Потом, повернувшись ко мне, он сказал:

– Дела идут неплохо, и если ей чего-то захочется, надо это ей дать. Хотя эти слова были произнесены очень тихо, больная их расслышала.

– Да, доктор, – откликнулась она, – кое-чего я хочу, и хочу страстно.

– Чего же, дитя мое?

– Я хочу вернуться в нашу комнату в пасторском доме, к окну, из которого мне видна могила моего отца. Мне кажется, в той комнате умереть мне будет легче и спокойнее.

В это мгновение ее взгляд устремился на меня – она заметила, что от ее слов лицо мое покрылось слезами.

– О моя матушка, матушка моя! – воскликнула Бетси, протягивая ко мне свои бледные исхудавшие руки.

Я присела возле нее.

– Почему ты всегда говоришь о смерти, дитя мое? – спросила я. – Разве ты не слышала, как доктор сказал, что твои дела идут неплохо?

– Спасибо, добрый доктор, – поблагодарила Бетси. – Но разве ты, добрая моя матушка, не слышала, как он добавил, что мне нужно давать все, чего я захочу!.. Ты прекрасно помнишь, что то же самое сказал отцу лечивший его врач за неделю до смерти своего несчастного больного, точно так же уверяя его, что дела идут хорошо.

Я вздрогнула, ведь так оно и было.

– Но будь спокойна, моя дорогая добрая матушка, – поспешно произнесла Элизабет, – я проживу больше недели!

– Боже мой!
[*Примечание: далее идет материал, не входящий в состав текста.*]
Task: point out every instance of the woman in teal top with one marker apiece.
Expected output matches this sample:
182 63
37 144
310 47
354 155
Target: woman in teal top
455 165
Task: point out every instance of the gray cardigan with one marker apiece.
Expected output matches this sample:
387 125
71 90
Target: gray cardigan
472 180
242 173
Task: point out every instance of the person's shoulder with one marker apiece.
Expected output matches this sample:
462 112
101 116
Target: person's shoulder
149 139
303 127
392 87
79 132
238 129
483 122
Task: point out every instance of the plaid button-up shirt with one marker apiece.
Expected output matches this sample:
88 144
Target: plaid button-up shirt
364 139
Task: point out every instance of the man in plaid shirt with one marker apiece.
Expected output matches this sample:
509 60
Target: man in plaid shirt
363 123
Боже мой! – вырвалось у меня. – Ты меня пугаешь! Так ты что, знаешь, сколько времени тебе осталось жить и знаешь день, когда ты должна умереть?

– Если я хорошенько попрошу отца узнать это у Бога, Бог скажет нам это.

Дрожь пробежала по моему телу; я побледнела. Врач взял меня за руку и привлек к себе.

– Это лихорадка, – объяснил он. – Я прослушал пульс и насчитал девяносто пять ударов в минуту; пятью-шестью ударами больше – и это уже будет бред.

– Нет, доктор, нет, – возразила больная, – это не лихорадка, это не бред… Хотите знать, в какой день и час я умру?

– Молчите, дитя мое, – промолвил врач. – Не будем об этом говорить, это же безумие.

Затем, приблизившись к ней, он чуть слышно добавил:

– К тому же вы отлично видите, как вы огорчаете вашу бедную мать!

– Дорогой доктор, – отвечал мой ребенок, – вы такой ученый человек и должны знать: худшее из всех зол то, которое приходит к нам в окружении надежд… Однажды, когда ждешь его меньше всего, зло является к нам тем более невыносимым, чем более нежданным оно было; тогда сердцу не хватает сил и оно разрывается. Напротив, если знаешь это зло, если его предвидишь, если сознаешь его неизбежность, – его ждешь и сердце, свыкшееся с ним, слабое в ту минуту, когда оно узнает о приближении беды, закаляется в ожидании этой беды и в понимании того, что ему придется вынести сильнейший удар.

Доктор посмотрел на меня с удивлением; трудно было поверить, что такие слова действительно произнесла молодая девушка, хотя он собственными глазами видел уста, из которых они исходили.

Больная догадалась, что происходило в сознании врача.

– О! – воскликнула она. – Вы прекрасно понимаете, что не я это придумала. Мертвые говорят со мной шепотом, а я повторяю вам их слова вслух.